Um If you look at the scale of an open air and if you look at the scale of the organized workforce, um you, you come up with some interesting challenges because uh when we came down to keyword extraction and to some part, we did use open air to do the keyword extraction. And we found that it was not very accurate. We actually found manual tagging by freelancers who actually understand the domain far more accurate but much lower. Uh So while in open air attacks, about 600 resumes a day, uh something like a freelancer doing this manually on a per day basis would have somewhere around 100 but the 100 tended to be more accurate than the 600 that an open A I or A chat. Uh Any of those language models can actually extract for you. Uh Also in terms of understanding which keywords are crucial to extract and which is not crucial to uh extract. And that was a challenge that we encountered through the journey. Uh Mario and at the backbone of all this, which is I think the most important part of this whole story. And journey for us is what do you do with something called a skill ontology. And uh linkedin talks about skills, everybody talks about skills. Uh companies are talking about skills. Uh The challenge with skills is that uh you know, there is no real, real repository of skills where in the world we have. So we have on it, all of them are skilled libraries.
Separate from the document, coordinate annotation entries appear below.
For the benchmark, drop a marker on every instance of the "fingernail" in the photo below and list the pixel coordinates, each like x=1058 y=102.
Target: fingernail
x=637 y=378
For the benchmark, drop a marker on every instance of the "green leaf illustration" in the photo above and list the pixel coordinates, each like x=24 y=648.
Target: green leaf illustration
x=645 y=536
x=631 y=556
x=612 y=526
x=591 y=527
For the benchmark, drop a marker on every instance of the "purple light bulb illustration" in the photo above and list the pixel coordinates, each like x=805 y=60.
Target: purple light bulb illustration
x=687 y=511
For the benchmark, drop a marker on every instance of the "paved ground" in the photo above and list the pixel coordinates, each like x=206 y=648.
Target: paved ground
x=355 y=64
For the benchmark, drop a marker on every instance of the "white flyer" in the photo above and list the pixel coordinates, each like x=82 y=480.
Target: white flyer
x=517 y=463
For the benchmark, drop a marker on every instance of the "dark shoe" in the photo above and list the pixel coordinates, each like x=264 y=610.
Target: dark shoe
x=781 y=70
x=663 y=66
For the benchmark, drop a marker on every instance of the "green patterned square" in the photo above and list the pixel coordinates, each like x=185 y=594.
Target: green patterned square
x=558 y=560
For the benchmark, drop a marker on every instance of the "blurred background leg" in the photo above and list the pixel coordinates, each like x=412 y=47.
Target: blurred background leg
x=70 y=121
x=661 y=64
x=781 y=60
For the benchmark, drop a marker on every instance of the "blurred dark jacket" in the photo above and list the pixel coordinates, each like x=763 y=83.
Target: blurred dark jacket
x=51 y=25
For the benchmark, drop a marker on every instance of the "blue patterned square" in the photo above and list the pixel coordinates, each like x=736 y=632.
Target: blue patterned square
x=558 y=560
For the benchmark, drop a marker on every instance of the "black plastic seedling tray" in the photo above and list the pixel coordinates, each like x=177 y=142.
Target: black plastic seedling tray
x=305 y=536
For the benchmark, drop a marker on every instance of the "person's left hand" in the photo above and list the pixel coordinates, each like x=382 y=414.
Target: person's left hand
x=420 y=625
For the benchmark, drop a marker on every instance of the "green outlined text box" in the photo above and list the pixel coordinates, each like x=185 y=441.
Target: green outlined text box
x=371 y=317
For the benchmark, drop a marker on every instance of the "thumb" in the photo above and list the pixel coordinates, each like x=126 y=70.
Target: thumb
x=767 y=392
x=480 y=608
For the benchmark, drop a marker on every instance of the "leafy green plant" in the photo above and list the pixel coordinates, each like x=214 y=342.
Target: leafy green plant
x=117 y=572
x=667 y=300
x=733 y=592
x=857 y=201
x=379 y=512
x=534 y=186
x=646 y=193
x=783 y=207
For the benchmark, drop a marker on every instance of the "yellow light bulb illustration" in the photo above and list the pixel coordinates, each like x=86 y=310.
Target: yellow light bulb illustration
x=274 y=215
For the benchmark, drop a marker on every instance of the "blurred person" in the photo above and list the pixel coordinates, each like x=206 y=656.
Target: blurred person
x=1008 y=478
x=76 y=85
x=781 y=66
But uh the challenge when you're trying to find specific kinds of talent or specific kinds of nuances of talent is that you don't need the skill repository, you need the relationship among the skills because uh something as simple as driving. If I say driving in India, I'm talking about somebody who drives with the right hand. If you're saying driving in USA, you're looking at somebody who's left hand. And now if you're just putting a post, saying I want a driver, I could land up millions of records. But if I say I want a left-handed driver who's actually driven on mountain is terrain. The probability of landing somebody that actually currently within a context uh becomes much uh lower if there is a very, very nuanced way of calibrating the different kinds of skills and the context of the skills. So what we have tried to do at the back end is to represent the skills and nodes and look at the relationship between different skills. And when we say relationships in an ontology, there are different ways of classifying it and um that has helped us to create a very, very nuanced search.

Now, the only complexity that you have here is that as and when you keep uh skills, keep evolving relationships between skills, keep changing. And also the complexity of the implementation keeps changing. Um It's a very, very interesting piece of work because uh we really did not find any uh model or any library that has an AY that is so well trained and which renders it in graphical mode. So we actually had to create the ontology using uh LLM model and then render it using a Neo four J to actually render the process. Um Maria and like I said, therefore, in terms of concluding uh remarks, uh personalization and optimization for individual journeys at scale is something that uh EIML actually lands beautifully, large amounts of data can be analyzed and multiple data points can be uh collaborated uh in terms of causation to actually identify which ones actually impact your career path.

Uh The journeys on employee or talent management are therefore becoming smarter and leading to higher job satisfaction. But uh along with that comes the caveat that uh the more the ambiguity that we're having around job roles, the kind of skills that people uh and in terms of expectations in terms of delivery, uh the nuancing on these models is becoming more and more complex. And I'm going to rest my discussion here and leave it open for the last two minutes for any questions or insights that might come up here or any inputs that anyone wants to share. Um If there are no questions, then I'm done. Thank you very much for hearing me out and I wish you all a very, very happy day. Thank you so much. Thank you.